There has never been a more rapid and massive decline as the one the optical networking industry has seen in the past two years. The famous 18th century English economist Adam Smith's market forces are ruthlessly alive and kicking in the early 21st century telecom markets.
But, looking beyond the day-to-day fluctuations of share prices and venture capital fads, telecommunications — and especially optical communications — have a very bright future.
Telecommunications services are — and will continue to be — the most rapidly growing portion of total consumer spending. According to a recent survey by management consultancy Mercer, real growth in spending on telco services is expected to be approximately 5% per year. Although painful in the short term, the current difficulties in the industry should be viewed as a necessary and beneficial re-alignment. The extent of the current re-structuring bodes well for a rapid recovery. However recovery is probably not the right term, since it implies a return to the boom level of business.
In particular, consumer broadband appears to be the emerging driver that will re-shape telecommunications, creating vast new markets and unanticipated business opportunities. After years of premature and overly optimistic predictions about video on demand and other high-bandwidth services, it appears that now, at the depth of recession, the seeds of this new future have begun to sprout. Connect the dots on diverse developments and it is hard to overlook the emerging opportunities.
New technologies are great, but their widespread adoption requires the education of millions of consumers. This is no small task and I expect it will take between 10 and 20 years. Thankfully, the two fundamental technologies that will enable broadband at the consumer level have surged through the market for the past 10 years. Many millions of consumers around the world are now trained on using a PC to access the Internet. They also understand how to use a mobile phone for voice, e-mail and data communications. The mass market has now been primed and is ready for broadband.
The commercial issue for consumer broadband is not about paying bills over the Internet at the PC in the home office, but in the living room buying and playing games, and downloading video content via the TV. Low-cost terminals are a prerequisite for consumer broadband adoption. They are now available in a rapidly evolving variety of shapes and sizes. Microsoft did not enter the video game industry with the X-Box because it was aiming to make consumer electronics more efficiently than Sony. Rather, modem-equipped video games could be likely to be the key gatekeepers to unlock the profits of consumer broadband, first in the living room, and then the rest of the networked household. Low-cost digital storage devices such as those from TiVo, a subsidiary of Philips, allow consumers not only to receive, but also to store and replay massive amounts of digital content at the touch of button.
Broadband access is another critical piece of the puzzle, which is just now falling into place. Governments, investors, industry insiders and, most importantly, consumers are becoming painfully aware of the limitations of a 64kbit/s local connection. As microprocessor speeds and core network transmission speeds both zoom past multi-GigaHertz rates, even a 512kbit/s home connection is becoming a glaring bottleneck. Thankfully, this acute mismatch has aligned the interests of all major stakeholders and is now being alleviated with a future-proof fibre rather than cable and ADSL stop-gap measures. With a broad constituency now focused on eliminating the access bottleneck, we can expect a rapid and sustained implementation of fibre access.

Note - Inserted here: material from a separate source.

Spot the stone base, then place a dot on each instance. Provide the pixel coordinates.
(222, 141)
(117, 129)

The optical communications industry is rapidly being forced out of its niche and into a mainstream business environment dominated by the low-cost rules of datacoms, rather than telecoms. Interoperability standards will also drive prices down much further, and optics much deeper in the network, closer to our homes.
Joseph Schumpeter, a 20th century economist (this time Austrian) described the process of "creative destruction", whereby new industries displace the old through relentless technical innovation. Market forces point to consumer broadband content and infrastructure as an emerging industry. Business opportunities and profits will accrue to optical equipment vendors who recognise the shifts early and align their business models to capture this future value.